The easiest way to understand this is to remember that when a pixel is transparent, its colour becomes irrelevant, yet it is retained.
So, if we make an opaque 512x512 image of random noise, like this:
convert -size 512x512 xc:gray +noise random a.png
and check its size, you can see it is 1.5MB:
-rw-r--r--@ 1 mark staff 1.5M 26 Oct 09:14 a.png
If I now make an otherwise identical, transparent version:
convert -size 512x512 xc:gray +noise random -alpha transparent b.png
You can see the file has got bigger (at 1.7MB), because it is now storing transparency AND the original random data. I won't show the image because there is nothing to see:
-rw-r--r--@ 1 mark staff 1.7M 26 Oct 09:16 b.png
I can now make the transparency layer fully opaque and the random pixels become visible again - so they were still there all along - even when the image was transparent:
convert b.png -alpha opaque c.png
If, however, I make the pixels transparent again, AND also set them all to the colour of the image background (since their colour is irrelevant), like this:
convert -size 512x512 xc:gray +noise random -alpha transparent -alpha background d.png
-rw-r--r--@ 1 mark staff 1.8K 26 Oct 09:22 d.png
And now suddenly the 1.5MB file is nearly 1,000 times smaller at 1.8K because it compresses much better as all the (invisible/transparent) colours are one single, solid background colour.

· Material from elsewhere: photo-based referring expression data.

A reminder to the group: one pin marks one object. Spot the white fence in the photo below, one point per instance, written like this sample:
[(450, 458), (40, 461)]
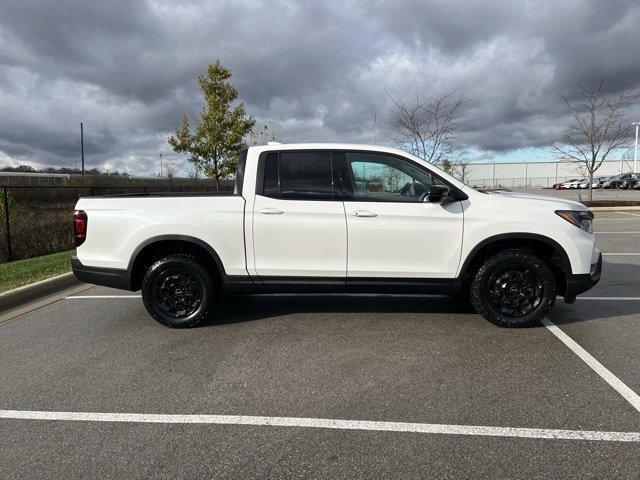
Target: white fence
[(533, 174)]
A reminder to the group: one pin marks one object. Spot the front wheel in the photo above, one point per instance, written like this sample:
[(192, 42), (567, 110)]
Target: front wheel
[(178, 291), (513, 288)]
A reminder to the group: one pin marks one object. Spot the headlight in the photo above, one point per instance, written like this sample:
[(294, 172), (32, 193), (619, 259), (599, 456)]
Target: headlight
[(582, 219)]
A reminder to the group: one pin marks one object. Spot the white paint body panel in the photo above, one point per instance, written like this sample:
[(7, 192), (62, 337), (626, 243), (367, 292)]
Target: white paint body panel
[(308, 239), (317, 238), (417, 240), (117, 226)]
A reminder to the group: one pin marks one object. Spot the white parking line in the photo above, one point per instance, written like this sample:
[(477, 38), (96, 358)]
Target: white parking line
[(628, 394), (402, 427), (74, 297), (609, 298)]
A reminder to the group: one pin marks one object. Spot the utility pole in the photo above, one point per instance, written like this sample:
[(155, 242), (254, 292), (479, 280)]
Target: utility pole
[(82, 148), (375, 128), (635, 152)]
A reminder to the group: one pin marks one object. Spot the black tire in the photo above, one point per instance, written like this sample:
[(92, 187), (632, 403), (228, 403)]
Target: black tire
[(513, 288), (178, 291)]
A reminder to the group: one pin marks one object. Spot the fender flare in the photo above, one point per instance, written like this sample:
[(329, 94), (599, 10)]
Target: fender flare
[(512, 236)]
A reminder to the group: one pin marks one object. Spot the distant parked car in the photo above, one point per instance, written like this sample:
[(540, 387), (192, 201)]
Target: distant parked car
[(570, 183), (616, 180), (597, 182), (630, 182)]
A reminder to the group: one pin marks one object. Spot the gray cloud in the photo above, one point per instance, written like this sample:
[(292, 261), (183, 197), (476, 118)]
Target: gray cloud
[(316, 70)]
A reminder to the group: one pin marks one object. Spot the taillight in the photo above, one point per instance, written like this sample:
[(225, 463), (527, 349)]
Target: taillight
[(80, 226)]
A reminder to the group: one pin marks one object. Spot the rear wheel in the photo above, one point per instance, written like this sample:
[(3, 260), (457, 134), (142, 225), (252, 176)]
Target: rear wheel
[(178, 291), (513, 288)]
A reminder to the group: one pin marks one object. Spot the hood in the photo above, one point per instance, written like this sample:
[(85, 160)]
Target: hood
[(553, 202)]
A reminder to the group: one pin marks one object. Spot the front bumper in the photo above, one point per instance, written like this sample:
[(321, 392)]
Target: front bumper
[(577, 284)]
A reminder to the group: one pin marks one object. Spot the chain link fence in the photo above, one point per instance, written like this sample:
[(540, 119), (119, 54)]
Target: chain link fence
[(39, 220)]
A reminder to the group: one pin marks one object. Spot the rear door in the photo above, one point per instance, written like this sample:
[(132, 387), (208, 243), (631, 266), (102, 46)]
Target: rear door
[(299, 226), (392, 232)]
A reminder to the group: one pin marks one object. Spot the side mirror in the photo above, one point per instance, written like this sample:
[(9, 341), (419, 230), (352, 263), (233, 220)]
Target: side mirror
[(437, 194)]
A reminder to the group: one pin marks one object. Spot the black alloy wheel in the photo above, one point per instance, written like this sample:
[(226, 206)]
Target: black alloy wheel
[(513, 288), (178, 291)]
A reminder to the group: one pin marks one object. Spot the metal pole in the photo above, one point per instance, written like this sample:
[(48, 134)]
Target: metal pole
[(635, 152), (5, 199), (82, 148), (375, 128)]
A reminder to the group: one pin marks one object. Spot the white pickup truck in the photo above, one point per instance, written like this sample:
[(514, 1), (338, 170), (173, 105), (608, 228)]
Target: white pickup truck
[(338, 218)]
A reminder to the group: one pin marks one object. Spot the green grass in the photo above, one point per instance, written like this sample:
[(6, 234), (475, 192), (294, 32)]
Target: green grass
[(22, 272)]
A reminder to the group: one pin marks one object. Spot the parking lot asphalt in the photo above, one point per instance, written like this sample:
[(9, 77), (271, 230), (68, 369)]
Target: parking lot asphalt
[(421, 360)]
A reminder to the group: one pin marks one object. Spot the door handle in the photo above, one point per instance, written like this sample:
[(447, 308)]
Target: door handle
[(363, 214), (270, 211)]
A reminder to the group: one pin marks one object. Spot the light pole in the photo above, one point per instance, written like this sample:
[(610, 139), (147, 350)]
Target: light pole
[(635, 152)]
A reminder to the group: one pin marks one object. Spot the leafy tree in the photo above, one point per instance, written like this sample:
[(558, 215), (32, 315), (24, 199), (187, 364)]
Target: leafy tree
[(219, 134)]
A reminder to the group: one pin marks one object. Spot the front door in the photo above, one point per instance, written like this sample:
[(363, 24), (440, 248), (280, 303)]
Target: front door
[(392, 232), (299, 226)]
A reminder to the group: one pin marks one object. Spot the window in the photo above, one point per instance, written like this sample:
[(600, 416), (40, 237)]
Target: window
[(271, 176), (384, 178), (242, 160), (298, 175)]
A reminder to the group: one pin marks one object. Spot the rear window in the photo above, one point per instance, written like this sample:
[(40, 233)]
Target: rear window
[(298, 175)]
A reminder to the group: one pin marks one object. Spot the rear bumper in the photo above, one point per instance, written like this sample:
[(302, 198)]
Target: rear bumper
[(577, 284), (108, 277)]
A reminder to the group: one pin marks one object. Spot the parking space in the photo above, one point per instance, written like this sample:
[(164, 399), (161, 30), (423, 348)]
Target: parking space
[(424, 361)]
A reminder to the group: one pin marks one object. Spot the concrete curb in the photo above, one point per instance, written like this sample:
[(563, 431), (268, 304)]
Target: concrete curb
[(43, 287), (612, 209)]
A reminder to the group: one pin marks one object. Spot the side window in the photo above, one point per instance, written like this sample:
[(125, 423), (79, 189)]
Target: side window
[(242, 160), (271, 186), (298, 175), (379, 177)]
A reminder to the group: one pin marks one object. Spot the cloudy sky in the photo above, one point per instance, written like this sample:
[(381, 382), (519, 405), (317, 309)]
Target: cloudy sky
[(318, 70)]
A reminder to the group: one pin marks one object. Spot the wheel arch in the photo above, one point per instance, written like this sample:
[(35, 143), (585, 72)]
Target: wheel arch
[(544, 246), (156, 246)]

In answer to your question about coordinates. We can make a little image like this:
convert -size 1x1 \
xc:red xc:cyan +append \
\( xc:yellow xc:magenta +append \) -append a.png
And dump it like this:
convert a.png txt:
# ImageMagick pixel enumeration: 2,2,65535,srgb
0,0: (65535,0,0) #FF0000 red
1,0: (0,65535,65535) #00FFFF cyan
0,1: (65535,65535,0) #FFFF00 yellow
1,1: (65535,0,65535) #FF00FF magenta
And see that pixel coordinates in ImageMagick start at top-left corner.